Conclusions and Recommendations
When establishing Louisiana’s very successful framework for historic preservation, state lawmakers empowered local communities to identify and protect cultural resources while carrying out routine land-use and building oversight. The state specifically empowered local preservation commissions with the authority to issue meaningful fines for unauthorized demolition as a deterrent against scofflaws.
These commissions are still the bodies best positioned to evaluate claims of historic significance, structural integrity and mitigating factors in a transparent fashion. However, the deterrent value of a $1,000 to $10,000 fine has diminished as land values and construction budgets have soared. The commissions surveyed for this report repeatedly emphasized their goal is not to levy fines but to bring properties into compliance with standards established by local ordinance. When a property is permanently demolished and disposed of, be it in part or whole, that goal cannot be realized.
At minimum, the Louisiana Legislature should revise the applicable statute, RS 25:740, to increase the maximum allowable fine for demolition of a locally designated historic structure without a COA to at least $40,000. This would restore the deterrent effect lost to inflation since the law’s passage.
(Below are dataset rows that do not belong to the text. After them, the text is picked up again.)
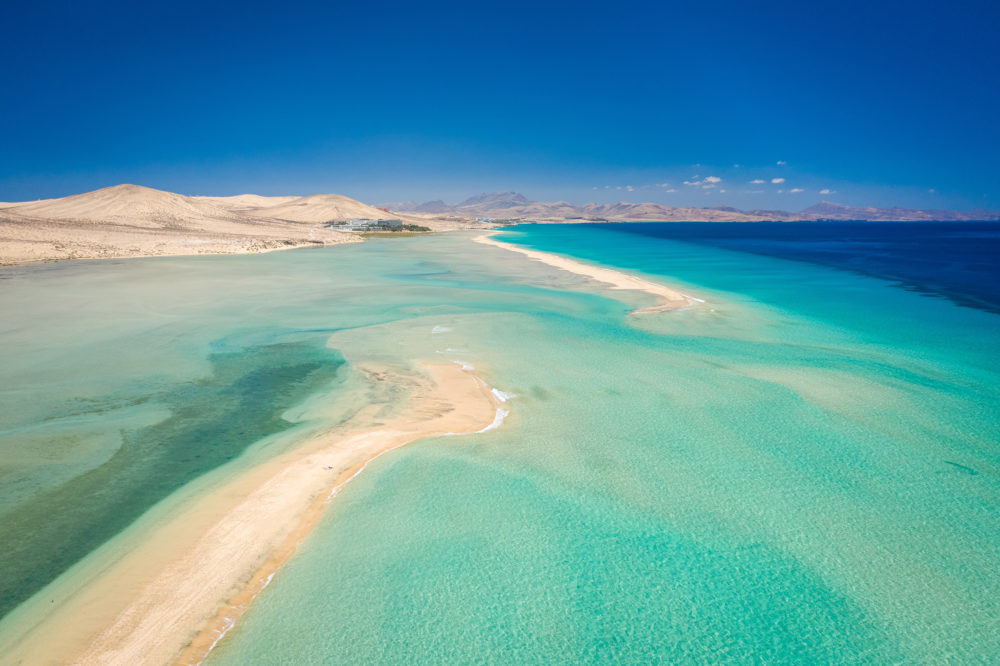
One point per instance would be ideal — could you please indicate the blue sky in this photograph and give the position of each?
(879, 103)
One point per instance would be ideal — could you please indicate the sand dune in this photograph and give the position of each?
(247, 201)
(136, 221)
(134, 204)
(321, 208)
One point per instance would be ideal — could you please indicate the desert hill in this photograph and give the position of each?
(133, 221)
(319, 208)
(134, 204)
(247, 201)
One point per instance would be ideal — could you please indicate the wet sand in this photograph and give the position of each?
(669, 299)
(171, 598)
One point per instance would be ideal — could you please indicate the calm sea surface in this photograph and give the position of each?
(803, 468)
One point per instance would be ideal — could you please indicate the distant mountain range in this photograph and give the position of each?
(514, 206)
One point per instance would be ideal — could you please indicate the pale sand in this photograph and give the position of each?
(171, 598)
(136, 221)
(670, 299)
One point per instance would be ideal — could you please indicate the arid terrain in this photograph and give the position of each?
(137, 221)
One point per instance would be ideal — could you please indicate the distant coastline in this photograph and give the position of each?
(135, 221)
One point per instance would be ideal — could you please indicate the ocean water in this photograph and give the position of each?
(804, 468)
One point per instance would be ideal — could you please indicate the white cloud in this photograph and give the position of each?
(707, 183)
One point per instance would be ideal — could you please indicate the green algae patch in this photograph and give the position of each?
(211, 421)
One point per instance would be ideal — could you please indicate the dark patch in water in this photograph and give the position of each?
(539, 393)
(212, 421)
(967, 470)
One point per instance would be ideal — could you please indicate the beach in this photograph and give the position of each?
(669, 299)
(665, 487)
(227, 546)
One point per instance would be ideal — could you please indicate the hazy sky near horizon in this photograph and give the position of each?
(751, 104)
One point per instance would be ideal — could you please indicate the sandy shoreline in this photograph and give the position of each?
(171, 598)
(670, 299)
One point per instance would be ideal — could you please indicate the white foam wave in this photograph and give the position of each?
(502, 396)
(497, 421)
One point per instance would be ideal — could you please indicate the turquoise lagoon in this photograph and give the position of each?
(804, 468)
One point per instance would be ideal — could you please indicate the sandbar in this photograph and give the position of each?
(172, 598)
(669, 299)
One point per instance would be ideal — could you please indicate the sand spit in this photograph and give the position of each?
(172, 598)
(670, 299)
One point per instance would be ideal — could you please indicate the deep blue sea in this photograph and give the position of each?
(957, 260)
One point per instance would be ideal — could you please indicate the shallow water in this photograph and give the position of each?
(803, 468)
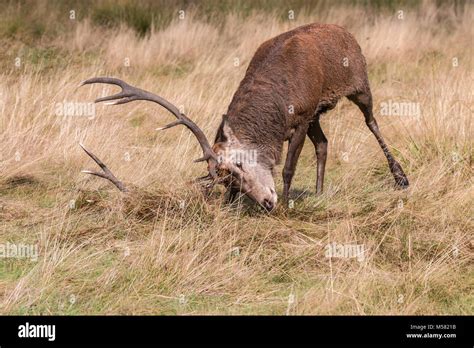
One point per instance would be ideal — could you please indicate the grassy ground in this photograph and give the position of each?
(163, 249)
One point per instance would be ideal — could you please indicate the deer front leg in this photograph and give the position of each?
(295, 145)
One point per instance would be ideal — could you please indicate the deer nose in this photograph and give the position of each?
(268, 205)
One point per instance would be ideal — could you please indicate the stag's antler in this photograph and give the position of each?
(107, 174)
(130, 93)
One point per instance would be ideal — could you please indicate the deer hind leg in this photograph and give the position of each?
(315, 133)
(364, 102)
(295, 145)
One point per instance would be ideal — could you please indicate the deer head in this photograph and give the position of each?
(229, 162)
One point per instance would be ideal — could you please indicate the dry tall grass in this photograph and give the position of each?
(101, 252)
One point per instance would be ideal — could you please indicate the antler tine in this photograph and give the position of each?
(130, 93)
(107, 174)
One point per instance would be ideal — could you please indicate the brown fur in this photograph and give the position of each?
(303, 69)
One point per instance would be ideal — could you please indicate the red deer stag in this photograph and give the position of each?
(291, 81)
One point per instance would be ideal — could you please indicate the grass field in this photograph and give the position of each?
(164, 249)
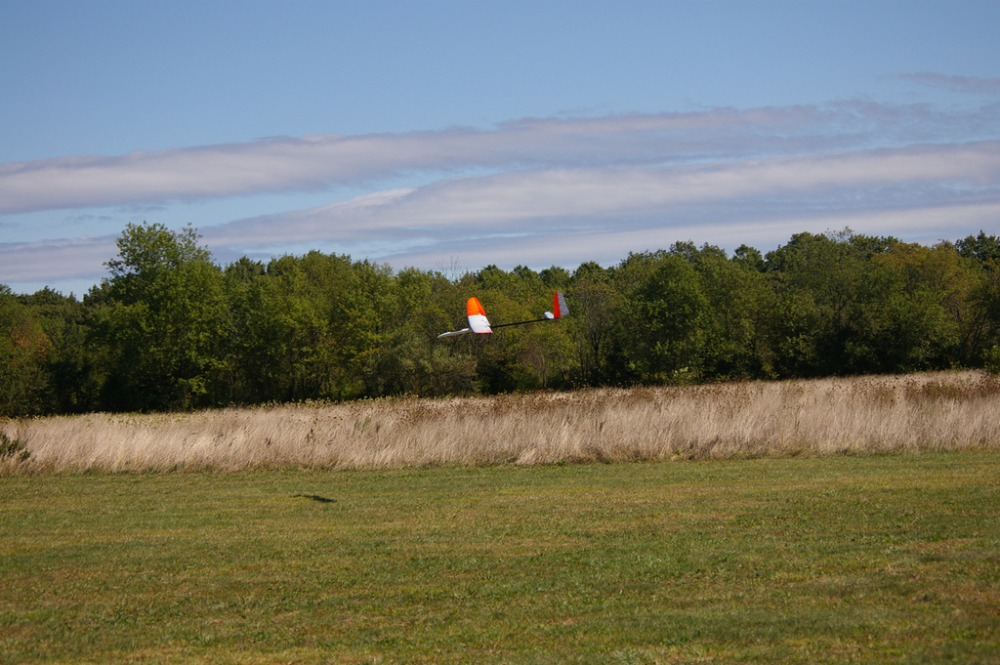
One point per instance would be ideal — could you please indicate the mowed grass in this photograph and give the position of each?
(880, 559)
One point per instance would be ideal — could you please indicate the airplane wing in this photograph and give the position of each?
(478, 323)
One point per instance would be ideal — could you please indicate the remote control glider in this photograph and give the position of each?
(478, 323)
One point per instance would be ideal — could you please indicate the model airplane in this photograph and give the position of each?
(478, 323)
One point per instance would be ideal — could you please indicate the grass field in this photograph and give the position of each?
(870, 559)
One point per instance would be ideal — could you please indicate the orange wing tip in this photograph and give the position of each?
(474, 308)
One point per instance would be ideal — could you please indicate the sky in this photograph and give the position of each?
(454, 135)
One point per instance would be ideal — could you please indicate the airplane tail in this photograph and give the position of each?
(559, 307)
(478, 323)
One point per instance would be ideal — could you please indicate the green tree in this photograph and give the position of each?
(164, 323)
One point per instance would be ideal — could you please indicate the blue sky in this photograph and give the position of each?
(442, 133)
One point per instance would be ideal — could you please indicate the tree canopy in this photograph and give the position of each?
(170, 329)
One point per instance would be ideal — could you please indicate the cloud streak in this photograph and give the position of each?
(314, 163)
(551, 190)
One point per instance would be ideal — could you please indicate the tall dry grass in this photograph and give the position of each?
(939, 411)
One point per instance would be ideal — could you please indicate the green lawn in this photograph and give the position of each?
(890, 559)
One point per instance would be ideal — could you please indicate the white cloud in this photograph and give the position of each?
(316, 162)
(556, 191)
(598, 196)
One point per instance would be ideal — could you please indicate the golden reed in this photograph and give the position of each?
(866, 415)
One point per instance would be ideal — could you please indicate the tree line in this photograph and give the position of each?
(169, 329)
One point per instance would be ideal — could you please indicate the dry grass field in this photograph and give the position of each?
(868, 415)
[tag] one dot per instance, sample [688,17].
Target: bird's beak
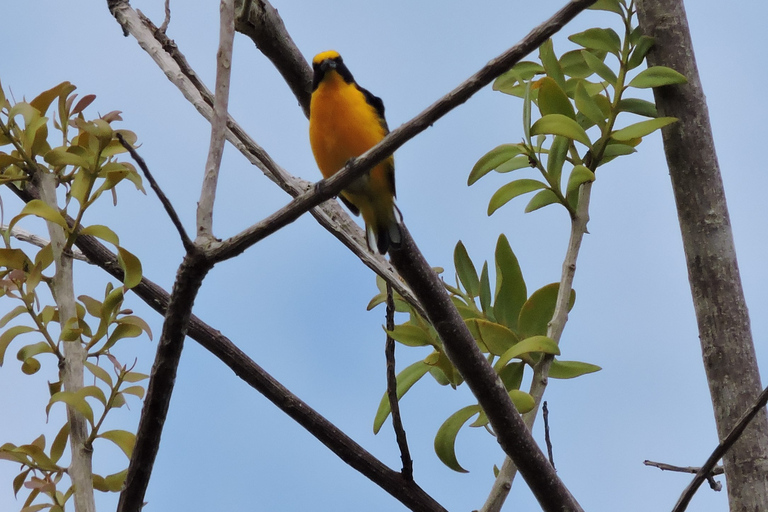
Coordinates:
[327,64]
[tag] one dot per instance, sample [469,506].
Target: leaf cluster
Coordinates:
[83,163]
[579,98]
[509,326]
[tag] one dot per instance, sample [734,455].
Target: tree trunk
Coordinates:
[713,272]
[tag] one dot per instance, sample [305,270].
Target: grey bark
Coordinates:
[713,272]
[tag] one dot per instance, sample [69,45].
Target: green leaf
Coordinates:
[558,124]
[642,128]
[496,337]
[552,99]
[644,45]
[570,369]
[445,439]
[638,106]
[122,438]
[102,232]
[604,39]
[38,208]
[45,98]
[15,259]
[599,67]
[606,5]
[541,199]
[100,373]
[60,443]
[466,270]
[538,310]
[18,310]
[588,106]
[556,158]
[485,291]
[511,190]
[657,76]
[131,266]
[75,401]
[63,155]
[8,335]
[411,335]
[522,400]
[405,380]
[493,159]
[615,150]
[511,375]
[41,347]
[550,62]
[528,345]
[511,291]
[579,175]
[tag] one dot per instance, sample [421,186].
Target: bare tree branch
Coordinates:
[80,469]
[461,348]
[407,492]
[394,405]
[218,121]
[726,444]
[188,245]
[330,214]
[38,241]
[727,347]
[261,22]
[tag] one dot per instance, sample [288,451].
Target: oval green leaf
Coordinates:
[558,124]
[405,380]
[657,76]
[445,439]
[570,369]
[642,128]
[511,190]
[493,159]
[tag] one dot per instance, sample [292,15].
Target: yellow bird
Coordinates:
[345,121]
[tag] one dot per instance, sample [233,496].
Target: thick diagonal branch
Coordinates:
[713,272]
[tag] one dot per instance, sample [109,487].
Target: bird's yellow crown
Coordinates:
[330,54]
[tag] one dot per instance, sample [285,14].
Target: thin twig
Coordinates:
[167,20]
[462,349]
[218,121]
[188,245]
[721,450]
[330,214]
[394,405]
[545,417]
[713,484]
[408,493]
[399,136]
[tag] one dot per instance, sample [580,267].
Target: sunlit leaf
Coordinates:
[541,199]
[445,439]
[558,124]
[496,337]
[122,438]
[570,369]
[605,39]
[405,380]
[552,99]
[466,270]
[599,67]
[493,159]
[579,175]
[528,345]
[657,76]
[642,128]
[538,310]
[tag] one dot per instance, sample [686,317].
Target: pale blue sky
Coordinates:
[296,302]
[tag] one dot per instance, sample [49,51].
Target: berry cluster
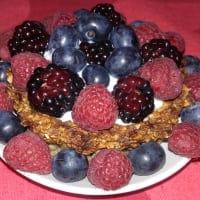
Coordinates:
[99,45]
[29,36]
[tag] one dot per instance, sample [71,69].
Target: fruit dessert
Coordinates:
[91,96]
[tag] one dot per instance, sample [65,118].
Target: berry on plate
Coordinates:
[95,108]
[4,51]
[134,97]
[191,113]
[10,125]
[69,166]
[51,22]
[147,159]
[164,76]
[23,66]
[159,48]
[53,90]
[146,31]
[185,140]
[110,169]
[5,102]
[29,36]
[193,83]
[28,152]
[176,40]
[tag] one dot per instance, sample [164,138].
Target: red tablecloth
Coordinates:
[172,15]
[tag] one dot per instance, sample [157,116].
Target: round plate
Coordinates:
[173,164]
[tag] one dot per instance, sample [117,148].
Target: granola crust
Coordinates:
[67,134]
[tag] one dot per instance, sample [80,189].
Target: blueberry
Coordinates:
[93,27]
[192,64]
[70,58]
[64,36]
[96,74]
[69,166]
[9,126]
[136,23]
[191,113]
[80,12]
[147,159]
[123,61]
[3,71]
[123,36]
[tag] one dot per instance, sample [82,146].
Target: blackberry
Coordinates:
[29,36]
[135,98]
[108,11]
[53,90]
[98,52]
[157,48]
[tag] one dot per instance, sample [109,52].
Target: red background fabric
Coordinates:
[181,16]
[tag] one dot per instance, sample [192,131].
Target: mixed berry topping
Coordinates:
[95,108]
[98,52]
[134,97]
[53,90]
[108,10]
[100,46]
[29,36]
[158,48]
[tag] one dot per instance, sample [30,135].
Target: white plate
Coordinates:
[174,163]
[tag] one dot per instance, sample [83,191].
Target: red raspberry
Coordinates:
[23,66]
[147,31]
[57,19]
[176,40]
[193,83]
[5,102]
[4,51]
[95,108]
[28,152]
[185,140]
[110,169]
[164,76]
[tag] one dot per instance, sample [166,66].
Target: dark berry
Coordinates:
[123,36]
[134,97]
[28,36]
[53,90]
[3,71]
[93,27]
[147,159]
[108,10]
[95,74]
[10,125]
[123,61]
[97,52]
[158,48]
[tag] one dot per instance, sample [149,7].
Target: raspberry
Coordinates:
[28,152]
[159,48]
[95,108]
[193,83]
[176,40]
[164,76]
[110,169]
[23,65]
[5,102]
[53,90]
[57,19]
[134,98]
[4,51]
[185,140]
[147,31]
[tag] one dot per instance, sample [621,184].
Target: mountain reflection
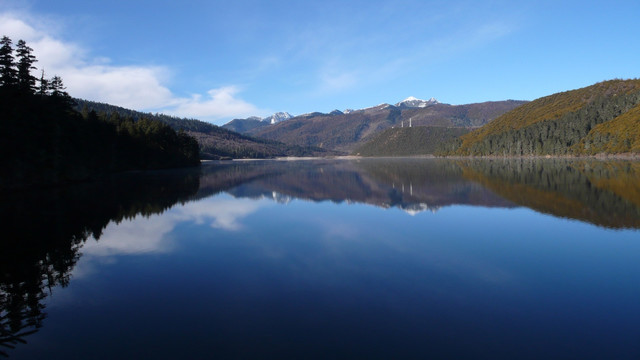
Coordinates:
[604,193]
[45,229]
[50,227]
However, to prevent history repeating, lawmakers can allow an alternative fine calculation that will not erode with the passage of time. For example, specifying that preservation commissions may levy a one-time fine of up $40,000 or 20 percent of the property’s pre-demolition assessed value, whichever is greater.
In instances where multi-million-dollar development projects are predicated on the removal of a low-cash-value historic resource, property owners may still opt to pursue demolition. However, faced with the prospect of a fine of $40,000 or more, they may be more open to alternatives, such as relocation of historic structures. Most importantly, they are more likely to follow the course charted by Louisiana law, pursuing a COA through appeal, if necessary, before acting in disregard of the law.